Just-in-Time compilers offer substantial runtime performance benefits over traditional execution methods like interpretation; and they have enjoyed widespread deployment in the JavaScript engines found in nearly all modern web browsers. Unfortunately, security has taken the back seat to performance in many JIT compilers, despite the often untrusted nature of their inputs and the tremendous privilege that they have been granted to generate machine code on the fly. While the concerns regarding performance are understandable, the threat posed by blind JIT spraying has been underestimated.

In this dissertation, we demonstrate the feasibility of blind JIT spraying on the ARM architecture against three modern JavaScript engines, despite many restrictions imposed by ARM such as coarse-grained instruction boundaries and limited space for encoding immediate operands. We find that useful instruction decoding ambiguity can be leveraged to create a blind JIT spraying payload using either intended ARM or Thumb instructions.
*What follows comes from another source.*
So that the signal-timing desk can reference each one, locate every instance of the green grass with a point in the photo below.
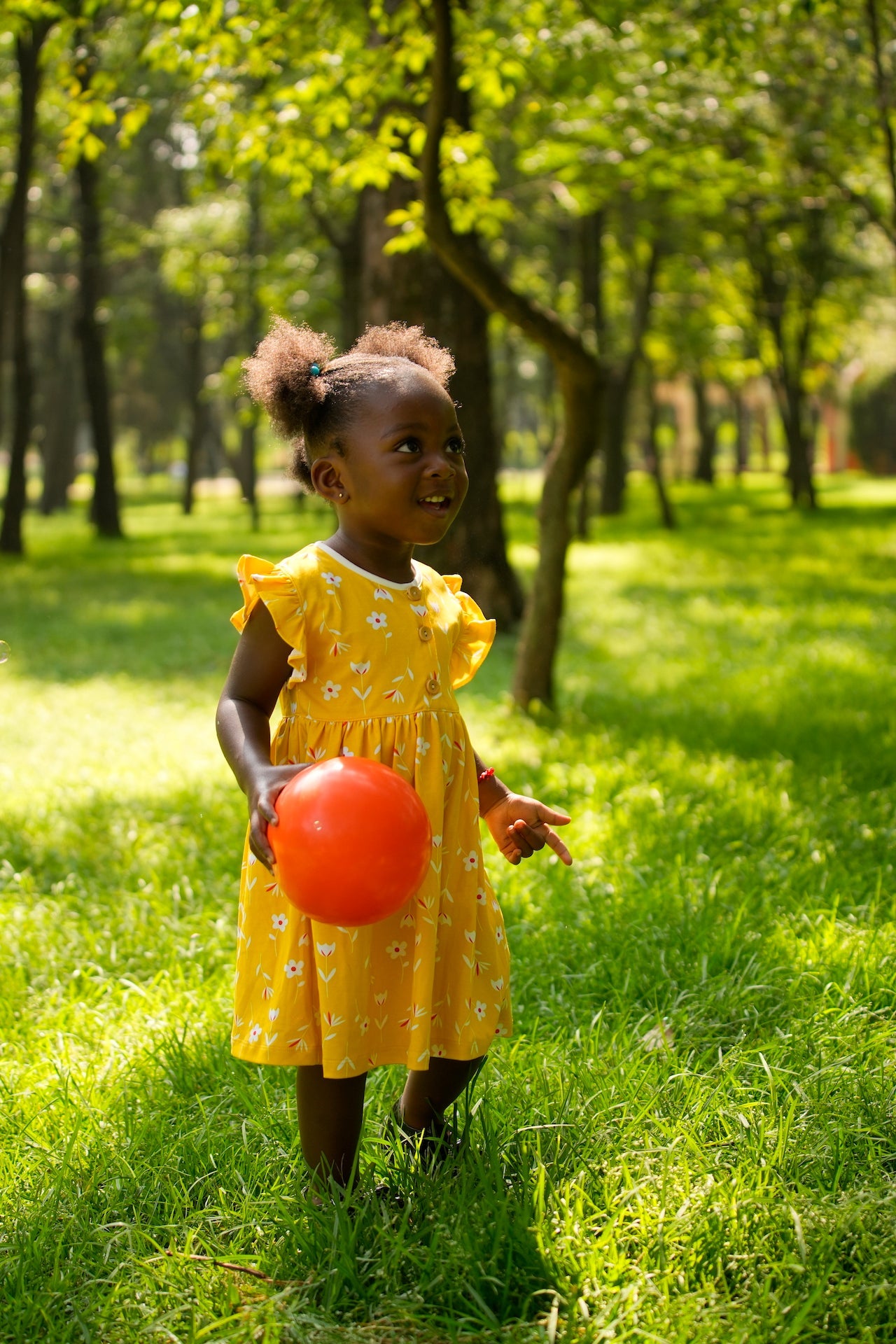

Furthermore, we demonstrate that instruction decoding ambiguity is not necessary in the construction of a blind JIT spraying payload. We also introduce a technique for abusing JIT sprayed code called gadget chaining, which enables an attacker to exploit even limited control over JIT code.

To better understand the state of JIT spraying mitigation research and deployment, we survey the literature and examine four open source JavaScript engines several years after the debut of JIT spraying on x86. We find that all four engines cut corners in their implementations—often quite egregiously—in the name of reducing performance overhead.

In order to form a consolidated picture of the costs and benefits of diversification defenses, we implement five diversification defenses, without cutting corners, on the SpiderMonkey JavaScript engine for 32-bit ARM and x86-64 and empirically evaluate their overheads across a consistent set of benchmarks and hardware. We find that all five diversification defenses can be deployed in tandem with reasonable security parameters at a runtime overhead cost of <5%. Our analysis of the diversification defenses indicates that, in combination, they provide effective mitigation of the blind JIT spraying threat for less overhead than other effective options.